RocksDBConf¶
RocksDBConf
is the configuration options for optimizing RocksDB.
Configuration Options¶
The configuration options belong to spark.sql.streaming.stateStore.rocksdb
namespace.
blockCacheSizeMB¶
spark.sql.streaming.stateStore.rocksdb.blockCacheSizeMB
Default: 8
blockSizeKB¶
spark.sql.streaming.stateStore.rocksdb.blockSizeKB
Block size (in kB) (that RocksDB
sets on a BlockBasedTableConfig)
Default: 4
compactOnCommit¶
spark.sql.streaming.stateStore.rocksdb.compactOnCommit
Whether to compact RocksDB data while committing state changes (before checkpointing)
Default: false
formatVersion¶
spark.sql.streaming.stateStore.rocksdb.formatVersion
Default: 5
lockAcquireTimeoutMs¶
spark.sql.streaming.stateStore.rocksdb.lockAcquireTimeoutMs
Default: 60000
minVersionsToRetain¶
resetStatsOnLoad¶
spark.sql.streaming.stateStore.rocksdb.resetStatsOnLoad
Default: true
trackTotalNumberOfRows¶
spark.sql.streaming.stateStore.rocksdb.trackTotalNumberOfRows
Enables tracking the total number of rows
Default: true
Adds additional lookups on write operations (put and remove) to track the changes of total number of rows, which can help observability on state store.

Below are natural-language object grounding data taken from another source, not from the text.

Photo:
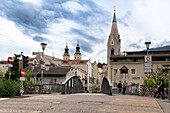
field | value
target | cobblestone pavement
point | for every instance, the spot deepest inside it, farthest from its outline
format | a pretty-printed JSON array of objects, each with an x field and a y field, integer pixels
[{"x": 80, "y": 103}]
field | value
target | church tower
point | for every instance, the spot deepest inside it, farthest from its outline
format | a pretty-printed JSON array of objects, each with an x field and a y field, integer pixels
[
  {"x": 66, "y": 55},
  {"x": 77, "y": 54},
  {"x": 113, "y": 44}
]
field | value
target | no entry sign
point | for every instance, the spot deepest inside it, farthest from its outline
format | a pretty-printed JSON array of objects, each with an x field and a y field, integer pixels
[
  {"x": 10, "y": 60},
  {"x": 147, "y": 75},
  {"x": 23, "y": 72}
]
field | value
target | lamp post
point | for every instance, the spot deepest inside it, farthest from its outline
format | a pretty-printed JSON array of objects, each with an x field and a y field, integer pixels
[
  {"x": 147, "y": 47},
  {"x": 43, "y": 45}
]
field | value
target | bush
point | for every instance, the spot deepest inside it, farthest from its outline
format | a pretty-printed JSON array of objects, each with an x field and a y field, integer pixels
[
  {"x": 9, "y": 88},
  {"x": 30, "y": 83}
]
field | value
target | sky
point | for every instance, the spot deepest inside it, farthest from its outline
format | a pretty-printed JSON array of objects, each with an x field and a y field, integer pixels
[{"x": 24, "y": 24}]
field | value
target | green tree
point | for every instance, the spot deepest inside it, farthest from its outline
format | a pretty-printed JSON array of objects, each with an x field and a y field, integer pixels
[
  {"x": 1, "y": 73},
  {"x": 28, "y": 74},
  {"x": 15, "y": 69},
  {"x": 160, "y": 71}
]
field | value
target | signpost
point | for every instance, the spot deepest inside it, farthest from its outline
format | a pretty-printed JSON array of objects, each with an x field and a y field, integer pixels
[
  {"x": 22, "y": 79},
  {"x": 10, "y": 60}
]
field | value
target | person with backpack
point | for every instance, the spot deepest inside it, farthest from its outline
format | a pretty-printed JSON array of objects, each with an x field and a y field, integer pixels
[
  {"x": 119, "y": 86},
  {"x": 160, "y": 90}
]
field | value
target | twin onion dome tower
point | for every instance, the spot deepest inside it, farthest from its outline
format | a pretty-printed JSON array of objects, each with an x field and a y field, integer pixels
[
  {"x": 77, "y": 54},
  {"x": 114, "y": 41}
]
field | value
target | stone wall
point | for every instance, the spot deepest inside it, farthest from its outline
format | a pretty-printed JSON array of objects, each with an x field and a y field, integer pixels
[
  {"x": 37, "y": 89},
  {"x": 149, "y": 91}
]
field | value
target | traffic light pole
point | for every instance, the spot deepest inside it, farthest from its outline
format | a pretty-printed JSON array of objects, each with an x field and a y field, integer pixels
[
  {"x": 22, "y": 60},
  {"x": 42, "y": 68}
]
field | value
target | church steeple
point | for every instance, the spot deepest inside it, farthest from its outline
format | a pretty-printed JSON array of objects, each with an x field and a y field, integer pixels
[
  {"x": 113, "y": 45},
  {"x": 77, "y": 55},
  {"x": 66, "y": 55}
]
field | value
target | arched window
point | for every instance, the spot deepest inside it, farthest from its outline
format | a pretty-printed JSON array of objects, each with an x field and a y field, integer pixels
[{"x": 112, "y": 52}]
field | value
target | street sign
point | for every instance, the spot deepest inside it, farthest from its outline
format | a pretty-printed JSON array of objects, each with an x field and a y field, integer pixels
[
  {"x": 147, "y": 75},
  {"x": 22, "y": 78},
  {"x": 148, "y": 71},
  {"x": 148, "y": 58},
  {"x": 23, "y": 72},
  {"x": 37, "y": 53},
  {"x": 10, "y": 60}
]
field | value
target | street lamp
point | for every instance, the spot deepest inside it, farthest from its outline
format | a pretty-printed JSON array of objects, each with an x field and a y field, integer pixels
[
  {"x": 43, "y": 45},
  {"x": 147, "y": 46}
]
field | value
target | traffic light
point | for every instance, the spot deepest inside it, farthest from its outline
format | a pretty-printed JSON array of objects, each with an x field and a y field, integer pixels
[{"x": 25, "y": 61}]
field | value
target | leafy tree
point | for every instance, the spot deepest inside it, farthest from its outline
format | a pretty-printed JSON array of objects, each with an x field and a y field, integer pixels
[{"x": 1, "y": 72}]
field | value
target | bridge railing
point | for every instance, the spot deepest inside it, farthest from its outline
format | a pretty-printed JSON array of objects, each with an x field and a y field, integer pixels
[{"x": 106, "y": 86}]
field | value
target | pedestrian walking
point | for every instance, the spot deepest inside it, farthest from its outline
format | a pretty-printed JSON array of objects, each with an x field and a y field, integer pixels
[
  {"x": 124, "y": 87},
  {"x": 160, "y": 90},
  {"x": 119, "y": 87}
]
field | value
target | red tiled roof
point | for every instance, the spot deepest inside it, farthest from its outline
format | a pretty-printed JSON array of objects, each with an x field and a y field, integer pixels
[
  {"x": 31, "y": 58},
  {"x": 3, "y": 62},
  {"x": 51, "y": 58}
]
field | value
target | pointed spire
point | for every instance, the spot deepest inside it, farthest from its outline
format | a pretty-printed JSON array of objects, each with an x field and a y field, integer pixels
[
  {"x": 78, "y": 48},
  {"x": 66, "y": 45},
  {"x": 114, "y": 17}
]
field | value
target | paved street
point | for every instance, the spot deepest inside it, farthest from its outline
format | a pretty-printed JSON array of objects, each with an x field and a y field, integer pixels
[{"x": 80, "y": 103}]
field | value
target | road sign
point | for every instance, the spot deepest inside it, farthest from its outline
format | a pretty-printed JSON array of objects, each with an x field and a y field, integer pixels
[
  {"x": 10, "y": 65},
  {"x": 22, "y": 78},
  {"x": 148, "y": 71},
  {"x": 10, "y": 60},
  {"x": 37, "y": 53},
  {"x": 147, "y": 75},
  {"x": 23, "y": 72},
  {"x": 148, "y": 58}
]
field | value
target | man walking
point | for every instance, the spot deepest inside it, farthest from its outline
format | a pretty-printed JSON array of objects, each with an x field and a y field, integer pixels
[
  {"x": 160, "y": 88},
  {"x": 124, "y": 87},
  {"x": 119, "y": 87}
]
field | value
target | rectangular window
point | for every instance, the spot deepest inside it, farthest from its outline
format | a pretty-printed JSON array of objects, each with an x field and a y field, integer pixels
[{"x": 133, "y": 71}]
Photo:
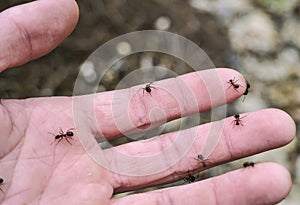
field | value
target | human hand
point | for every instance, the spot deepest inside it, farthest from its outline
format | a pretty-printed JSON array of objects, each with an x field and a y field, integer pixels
[{"x": 36, "y": 172}]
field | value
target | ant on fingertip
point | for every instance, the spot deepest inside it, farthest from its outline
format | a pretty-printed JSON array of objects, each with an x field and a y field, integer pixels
[
  {"x": 67, "y": 135},
  {"x": 238, "y": 120},
  {"x": 248, "y": 164},
  {"x": 233, "y": 83},
  {"x": 190, "y": 178},
  {"x": 247, "y": 90},
  {"x": 148, "y": 88}
]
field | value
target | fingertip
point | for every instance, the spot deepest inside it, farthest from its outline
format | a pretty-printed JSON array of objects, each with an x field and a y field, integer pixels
[
  {"x": 275, "y": 182},
  {"x": 34, "y": 29}
]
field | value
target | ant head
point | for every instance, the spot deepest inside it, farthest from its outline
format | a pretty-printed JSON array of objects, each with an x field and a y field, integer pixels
[
  {"x": 236, "y": 85},
  {"x": 236, "y": 116},
  {"x": 70, "y": 134},
  {"x": 200, "y": 156}
]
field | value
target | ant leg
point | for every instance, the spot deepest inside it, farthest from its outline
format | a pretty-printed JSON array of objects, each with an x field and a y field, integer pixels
[
  {"x": 59, "y": 141},
  {"x": 68, "y": 140}
]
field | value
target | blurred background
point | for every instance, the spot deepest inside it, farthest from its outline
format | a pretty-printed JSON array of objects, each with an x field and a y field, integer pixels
[{"x": 259, "y": 38}]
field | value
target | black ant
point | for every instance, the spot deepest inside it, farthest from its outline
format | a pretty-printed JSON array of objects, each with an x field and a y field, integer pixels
[
  {"x": 1, "y": 182},
  {"x": 247, "y": 90},
  {"x": 237, "y": 120},
  {"x": 202, "y": 160},
  {"x": 234, "y": 83},
  {"x": 248, "y": 164},
  {"x": 68, "y": 135},
  {"x": 147, "y": 88},
  {"x": 190, "y": 178}
]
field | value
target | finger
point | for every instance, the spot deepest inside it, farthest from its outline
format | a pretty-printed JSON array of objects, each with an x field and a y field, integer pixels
[
  {"x": 128, "y": 111},
  {"x": 32, "y": 30},
  {"x": 168, "y": 157},
  {"x": 266, "y": 183}
]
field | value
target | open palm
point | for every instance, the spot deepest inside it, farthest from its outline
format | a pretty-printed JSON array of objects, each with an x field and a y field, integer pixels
[{"x": 37, "y": 170}]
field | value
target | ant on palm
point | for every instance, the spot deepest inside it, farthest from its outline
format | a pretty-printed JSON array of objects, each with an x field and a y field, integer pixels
[
  {"x": 148, "y": 88},
  {"x": 234, "y": 84},
  {"x": 248, "y": 164},
  {"x": 1, "y": 182},
  {"x": 68, "y": 135},
  {"x": 237, "y": 120},
  {"x": 190, "y": 178},
  {"x": 247, "y": 90}
]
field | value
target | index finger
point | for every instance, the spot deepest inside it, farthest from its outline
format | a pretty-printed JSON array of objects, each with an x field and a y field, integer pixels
[
  {"x": 31, "y": 30},
  {"x": 128, "y": 111}
]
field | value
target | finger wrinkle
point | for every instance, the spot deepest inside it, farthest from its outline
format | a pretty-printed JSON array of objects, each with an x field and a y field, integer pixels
[{"x": 25, "y": 39}]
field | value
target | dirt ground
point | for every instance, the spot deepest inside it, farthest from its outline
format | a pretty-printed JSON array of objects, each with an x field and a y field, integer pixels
[{"x": 100, "y": 21}]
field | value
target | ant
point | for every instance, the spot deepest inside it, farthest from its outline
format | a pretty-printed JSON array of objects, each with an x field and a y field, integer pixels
[
  {"x": 201, "y": 158},
  {"x": 246, "y": 91},
  {"x": 148, "y": 87},
  {"x": 248, "y": 164},
  {"x": 237, "y": 120},
  {"x": 1, "y": 182},
  {"x": 68, "y": 135},
  {"x": 233, "y": 82},
  {"x": 190, "y": 178}
]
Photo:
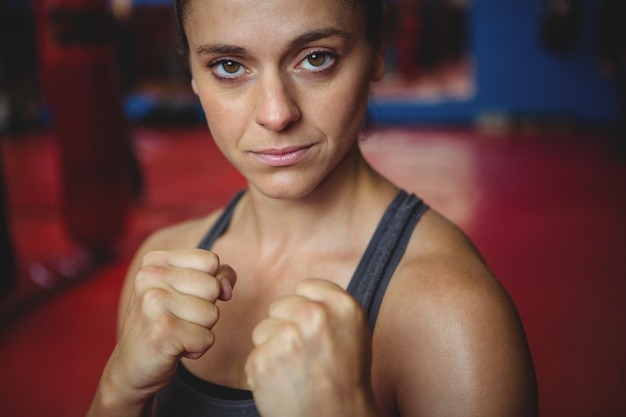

Possible Performance Degradation
The additional lookups bring non-trivial overhead on write-heavy workloads. If your query does lots of writes on state, it would be encouraged to turn off the config and turn on again when you really need the know the number for observability/debuggability.
Used when:
RocksDB
is requested to load a version, put a new value for a key and remove a key
Creating RocksDBConf¶
apply(): RocksDBConf // (1)!
apply(
storeConf: StateStoreConf): RocksDBConf
- Used in tests only
apply
requests the given StateStoreConf for the state store configuration options and creates a RocksDBConf
.
apply
is used when:
RocksDBStateStoreProvider
is requested for the RocksDB